From Puerto Rico, we traveled to New York City where we joined our grandparents, and my mother returned to my father in Virgin Gorda a few weeks later. As I hugged her goodbye, I felt as if my tether to my culture and community had snapped. I only had my siblings to remind me of what it had been like to climb sea grape trees or watch the mocko jumbies—the performers in bright costumes who walk on stilts at festivals and parades. Although the rain had stopped, Irma’s floodwaters had pushed us away from our little island and into unknown territory.
Everything about New York City was different. Even traveling to school was scary. I’d never used public transportation, nor had I ever crossed a street guided by crosswalks. The city had more traffic than I had ever seen before. The bus was uncomfortably packed with people, which made it difficult to travel with a backpack. I arrived in late September, and since I’d already started the ninth grade in the BVI, I was allowed to continue in that grade here. I didn’t have much contact with my parents, because the BVI cellphone towers had been knocked down during the hurricane. I missed my friends too and I had no way to talk to them. I worried about whether they’d found food, water, and shelter. Months later, I found out that two of my friends were able to get to family in Barbados, and another friend on a different island had narrowly escaped a landslide.
I did not meet anyone from the BVI, but I made friends easily. A girl named Raida was in both my gym and music classes. She was friends with two other girls, and one day she approached me and we all became friends. Raida was Muslim and I was fascinated by how she and other girls wore their headscarves. The BVI doesn’t have a large Muslim population, so I had never seen this before; I was someone who can barely wear a hat thanks to my Afro. I watched intently as my friend showed me how she concealed the pins that held her hijab in place. I loved her flowing style of dress with lots of black and purple. A girl in my history class was Tibetan and I learned about the country’s politics from her. While I had heard of Tibet prior to living in New York City, I didn’t know anything about it—other than that it was a country in Asia. I almost certainly would not have met a Tibetan person had I stayed in the BVI.

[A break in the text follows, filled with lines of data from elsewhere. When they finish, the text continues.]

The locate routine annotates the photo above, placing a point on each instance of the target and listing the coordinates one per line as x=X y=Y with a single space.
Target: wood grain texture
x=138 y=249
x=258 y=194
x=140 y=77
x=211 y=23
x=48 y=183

I was amazed during the “cultural days” when South Asian girls in their saris passed me in the hallways. The light reflected off of the shiny fabrics and gold embroidery, making them shimmer as their skirts floated above the floor. Hindi, Mandarin, Cantonese, and more were whispered in hallways by giggling students. One of my Afghan friends taught me a few words of Farsi, and my Dominican friend taught me a few phrases in Spanish. While some of my classmates teased me about the way I pronounced words like “go” as a part of the dialect spoken in Virgin Gorda, I was excited to learn more about their languages.
In the BVI, the culture is more monolithic. For the most part, everyone speaks the same way, eats the same foods—like johnny cakes and red pea soup with sugar—and participates in the same cultural events and holidays. As I continued living in New York City, I compared and contrasted the cultures around me, soaking in the new ideas each one presented.
But there were unifying experiences as well. My friends and I felt similar pressures as children of immigrants, as our parents saw living in the United States as an opportunity to achieve a better life, and I came to appreciate the ways that differences intersected to create the culture of New York City. This amalgamation of cultures unified the city, and I was included in that unity. Understanding other cultures showed me that mine was distinct, but the comparisons I’d made connected me to my surroundings. I no longer felt stranded in a strange land; I was part of what makes this land unique.